Steunactie voor prematuur zoontje van overleden Omar
Bij Nike in Ham zijn collega’s van de overleden Houthalenaar Omar Achadoud een geldinzamelactie gestart om zijn vrouw en zoontje te steunen.
De 33-jarige Achadoud werd nog maar twee weken geleden papa, maar hij overleed vrijdagnacht plots in z’n slaap.
OVERLIJDEN
Omar werkte al zo’n 12 jaar bij Nike in Ham. “Zelf werk ik al 22 jaar bij Nike, in 2010 is Omar in onze nachtshift gestart”, zegt collega Ilhame Lagouireh, die nog steeds niet kan geloven dat Omar er niet meer is. “We hebben 10 jaar lang samen de nachtdienst gewerkt. Twee jaar geleden zijn we overgeschakeld naar de weekenddienst. Meer dan tien jaar heb ik met hem elke dag samengewerkt. We konden heel goed met elkaar opschieten. Dat kon ook niet anders want hij was heel graag gezien door alle collega’s”, aldus Ilhame. Het nieuws sloeg in als een bom bij Nike. “Je kon niet kwaad zijn op Omar. Als hij begon te lachen, dan was dat zo aanstekelijk dat iedereen meelachte. We zijn er kapot van en kunnen nog steeds niet geloven dat hij er niet meer is. Omar was als mijn kleine broertje. Ik heb ook jaren met hem gecarpoold, ik zag hem meer dan mijn eigen familie. Een man uit de duizend. Dat we geen afscheid hebben kunnen nemen, maakt het alleen maar moeilijker.”
Een paar weken geleden werd Omar papa. “Zijn zoontje Idris is te vroeg geboren en daarom ligt hij nog op de prematurenafdeling. Hij was eerst uitgerekend voor februari. Omar keek er zo naar uit om papa te worden. Kort na de bevalling heeft hij ons trots een bericht gestuurd. We hadden het er vorige week nog over dat alle collega’s zo uitkeken naar het babybezoek. Niet te geloven.”

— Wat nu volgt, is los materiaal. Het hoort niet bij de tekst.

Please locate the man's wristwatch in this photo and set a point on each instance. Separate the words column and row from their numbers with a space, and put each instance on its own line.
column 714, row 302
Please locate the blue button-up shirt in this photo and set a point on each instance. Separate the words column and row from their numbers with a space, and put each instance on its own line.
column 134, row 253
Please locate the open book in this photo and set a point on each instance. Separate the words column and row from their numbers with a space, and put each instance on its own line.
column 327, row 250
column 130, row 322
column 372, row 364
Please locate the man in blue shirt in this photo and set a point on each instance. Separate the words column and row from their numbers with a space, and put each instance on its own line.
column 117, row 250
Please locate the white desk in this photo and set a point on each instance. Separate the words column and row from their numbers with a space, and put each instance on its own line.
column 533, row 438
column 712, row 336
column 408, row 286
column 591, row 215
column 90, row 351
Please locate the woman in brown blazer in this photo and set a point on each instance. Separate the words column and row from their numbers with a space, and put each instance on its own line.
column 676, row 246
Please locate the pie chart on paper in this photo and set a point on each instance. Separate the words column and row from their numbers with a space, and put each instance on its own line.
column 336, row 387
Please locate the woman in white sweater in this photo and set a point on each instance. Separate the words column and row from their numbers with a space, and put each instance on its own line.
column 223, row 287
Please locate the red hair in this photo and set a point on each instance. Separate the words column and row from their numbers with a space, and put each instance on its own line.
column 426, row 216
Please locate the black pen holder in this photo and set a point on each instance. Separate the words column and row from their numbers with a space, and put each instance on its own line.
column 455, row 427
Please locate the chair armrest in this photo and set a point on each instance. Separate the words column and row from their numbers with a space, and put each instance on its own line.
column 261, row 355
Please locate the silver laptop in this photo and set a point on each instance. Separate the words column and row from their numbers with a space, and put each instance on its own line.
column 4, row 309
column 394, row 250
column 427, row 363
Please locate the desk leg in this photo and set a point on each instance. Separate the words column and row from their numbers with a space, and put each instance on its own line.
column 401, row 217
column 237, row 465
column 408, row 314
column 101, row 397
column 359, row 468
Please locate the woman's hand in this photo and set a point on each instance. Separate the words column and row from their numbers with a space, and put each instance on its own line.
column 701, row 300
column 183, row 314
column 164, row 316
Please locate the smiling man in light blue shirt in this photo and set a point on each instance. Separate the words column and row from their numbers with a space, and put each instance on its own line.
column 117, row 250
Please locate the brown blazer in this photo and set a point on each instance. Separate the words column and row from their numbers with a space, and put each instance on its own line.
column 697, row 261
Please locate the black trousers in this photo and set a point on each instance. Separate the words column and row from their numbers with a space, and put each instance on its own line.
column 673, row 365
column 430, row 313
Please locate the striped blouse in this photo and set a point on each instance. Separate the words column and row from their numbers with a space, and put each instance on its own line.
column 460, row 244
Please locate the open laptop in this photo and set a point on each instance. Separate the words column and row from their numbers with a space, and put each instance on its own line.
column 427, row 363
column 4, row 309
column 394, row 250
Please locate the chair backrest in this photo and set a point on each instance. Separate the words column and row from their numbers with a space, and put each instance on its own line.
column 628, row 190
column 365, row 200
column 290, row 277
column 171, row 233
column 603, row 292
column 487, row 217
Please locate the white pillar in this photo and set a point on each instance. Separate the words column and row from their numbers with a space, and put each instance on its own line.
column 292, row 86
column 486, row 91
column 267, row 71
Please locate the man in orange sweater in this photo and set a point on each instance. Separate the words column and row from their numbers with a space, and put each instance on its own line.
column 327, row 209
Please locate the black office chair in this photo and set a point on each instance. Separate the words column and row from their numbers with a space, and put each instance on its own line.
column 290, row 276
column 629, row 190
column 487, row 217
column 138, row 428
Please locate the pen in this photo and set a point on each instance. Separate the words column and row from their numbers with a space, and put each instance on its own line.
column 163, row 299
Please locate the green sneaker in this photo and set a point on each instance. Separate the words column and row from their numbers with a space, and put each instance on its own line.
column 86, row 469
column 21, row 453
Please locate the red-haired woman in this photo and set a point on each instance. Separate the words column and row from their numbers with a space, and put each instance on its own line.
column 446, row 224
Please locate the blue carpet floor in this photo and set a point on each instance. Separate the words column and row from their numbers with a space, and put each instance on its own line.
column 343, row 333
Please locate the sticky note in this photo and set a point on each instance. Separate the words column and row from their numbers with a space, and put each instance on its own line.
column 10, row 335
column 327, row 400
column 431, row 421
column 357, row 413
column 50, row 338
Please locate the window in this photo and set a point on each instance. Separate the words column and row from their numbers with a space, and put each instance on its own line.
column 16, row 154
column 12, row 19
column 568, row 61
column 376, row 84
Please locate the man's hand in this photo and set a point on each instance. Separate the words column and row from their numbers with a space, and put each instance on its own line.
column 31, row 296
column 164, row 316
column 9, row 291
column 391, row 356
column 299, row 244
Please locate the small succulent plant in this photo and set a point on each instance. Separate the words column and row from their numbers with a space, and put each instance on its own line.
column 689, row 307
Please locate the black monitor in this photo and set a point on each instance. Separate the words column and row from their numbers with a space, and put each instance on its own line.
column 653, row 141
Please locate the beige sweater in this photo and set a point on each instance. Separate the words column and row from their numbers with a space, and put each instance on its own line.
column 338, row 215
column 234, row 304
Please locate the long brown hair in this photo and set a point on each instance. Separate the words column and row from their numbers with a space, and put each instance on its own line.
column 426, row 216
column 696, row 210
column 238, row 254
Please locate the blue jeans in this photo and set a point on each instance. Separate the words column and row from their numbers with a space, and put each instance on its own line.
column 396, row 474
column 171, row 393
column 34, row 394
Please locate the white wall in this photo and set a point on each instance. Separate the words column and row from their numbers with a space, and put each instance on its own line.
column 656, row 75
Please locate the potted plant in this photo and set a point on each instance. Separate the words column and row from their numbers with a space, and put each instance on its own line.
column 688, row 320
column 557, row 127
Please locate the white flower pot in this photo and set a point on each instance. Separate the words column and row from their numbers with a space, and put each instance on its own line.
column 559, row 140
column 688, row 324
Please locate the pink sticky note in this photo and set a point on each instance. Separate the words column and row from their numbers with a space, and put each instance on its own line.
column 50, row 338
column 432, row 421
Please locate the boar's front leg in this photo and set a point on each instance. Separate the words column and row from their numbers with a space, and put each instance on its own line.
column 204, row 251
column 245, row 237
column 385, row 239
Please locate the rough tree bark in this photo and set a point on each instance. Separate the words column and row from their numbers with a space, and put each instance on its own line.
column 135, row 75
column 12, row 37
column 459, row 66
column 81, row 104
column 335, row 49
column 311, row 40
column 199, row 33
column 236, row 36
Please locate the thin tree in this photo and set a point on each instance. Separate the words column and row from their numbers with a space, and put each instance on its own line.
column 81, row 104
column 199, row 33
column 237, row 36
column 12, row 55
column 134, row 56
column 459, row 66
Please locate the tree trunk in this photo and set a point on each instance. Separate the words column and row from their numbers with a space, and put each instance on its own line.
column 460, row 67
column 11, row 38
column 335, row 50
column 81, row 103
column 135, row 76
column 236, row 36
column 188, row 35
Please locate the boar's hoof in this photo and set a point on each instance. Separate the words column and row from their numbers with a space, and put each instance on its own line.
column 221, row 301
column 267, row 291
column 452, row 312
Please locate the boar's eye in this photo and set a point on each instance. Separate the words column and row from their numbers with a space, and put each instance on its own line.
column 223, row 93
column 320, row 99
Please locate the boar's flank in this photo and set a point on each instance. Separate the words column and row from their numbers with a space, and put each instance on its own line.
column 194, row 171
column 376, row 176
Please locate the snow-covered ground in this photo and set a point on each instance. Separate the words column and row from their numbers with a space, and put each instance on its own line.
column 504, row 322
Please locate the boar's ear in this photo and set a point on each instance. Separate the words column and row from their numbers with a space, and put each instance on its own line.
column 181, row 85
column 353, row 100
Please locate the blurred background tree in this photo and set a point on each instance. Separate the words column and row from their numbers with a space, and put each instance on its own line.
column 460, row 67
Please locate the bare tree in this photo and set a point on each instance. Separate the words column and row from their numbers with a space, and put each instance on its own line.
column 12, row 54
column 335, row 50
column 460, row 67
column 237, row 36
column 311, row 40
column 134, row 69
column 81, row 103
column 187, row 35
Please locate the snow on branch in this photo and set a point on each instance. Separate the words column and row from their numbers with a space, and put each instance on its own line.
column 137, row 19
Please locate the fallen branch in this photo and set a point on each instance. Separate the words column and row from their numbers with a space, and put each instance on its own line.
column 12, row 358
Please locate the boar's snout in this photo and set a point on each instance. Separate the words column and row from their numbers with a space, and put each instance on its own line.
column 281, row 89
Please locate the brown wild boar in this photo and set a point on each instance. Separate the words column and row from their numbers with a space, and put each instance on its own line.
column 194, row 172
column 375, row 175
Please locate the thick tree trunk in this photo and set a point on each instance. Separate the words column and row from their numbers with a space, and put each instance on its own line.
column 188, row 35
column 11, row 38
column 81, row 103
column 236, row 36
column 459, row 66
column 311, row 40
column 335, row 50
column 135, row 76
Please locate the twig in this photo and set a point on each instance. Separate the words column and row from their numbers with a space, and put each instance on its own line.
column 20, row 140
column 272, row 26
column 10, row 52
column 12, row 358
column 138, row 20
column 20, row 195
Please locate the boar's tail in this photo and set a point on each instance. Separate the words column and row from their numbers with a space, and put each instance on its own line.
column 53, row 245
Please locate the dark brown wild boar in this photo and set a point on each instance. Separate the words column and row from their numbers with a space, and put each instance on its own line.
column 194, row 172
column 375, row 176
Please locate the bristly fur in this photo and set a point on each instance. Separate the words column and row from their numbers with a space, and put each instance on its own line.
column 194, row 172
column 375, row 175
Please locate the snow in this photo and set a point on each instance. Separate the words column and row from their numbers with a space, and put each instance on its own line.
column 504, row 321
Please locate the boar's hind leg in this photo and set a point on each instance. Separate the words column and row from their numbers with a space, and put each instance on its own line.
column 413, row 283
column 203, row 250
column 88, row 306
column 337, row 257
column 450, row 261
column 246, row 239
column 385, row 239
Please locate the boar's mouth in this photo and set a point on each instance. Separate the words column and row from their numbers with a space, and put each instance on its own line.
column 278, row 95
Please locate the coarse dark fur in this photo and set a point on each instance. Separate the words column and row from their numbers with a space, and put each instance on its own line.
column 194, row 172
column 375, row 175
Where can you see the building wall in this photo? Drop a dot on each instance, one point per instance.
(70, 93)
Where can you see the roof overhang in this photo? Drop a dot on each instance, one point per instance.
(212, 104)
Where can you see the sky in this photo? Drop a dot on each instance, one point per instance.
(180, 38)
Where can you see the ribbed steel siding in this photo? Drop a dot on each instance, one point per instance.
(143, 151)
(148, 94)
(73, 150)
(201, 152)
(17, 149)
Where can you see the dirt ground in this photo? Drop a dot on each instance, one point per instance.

Verschillende collega’s lieten al weten dat ze een centje wilden storten om het jonge gezin van Omar te steunen. “We kunnen ons niet inbeelden hoe zijn vrouw en de familie zich nu moeten voelen. Het minste wat we kunnen doen, is hen onze steun betuigen, ook financieel. Daarom hebben we een geldinzamelactie gestart. De opbrengst zal naar het gezin van Omar gaan, zodat ze weten dat ze er niet alleen voor staan.”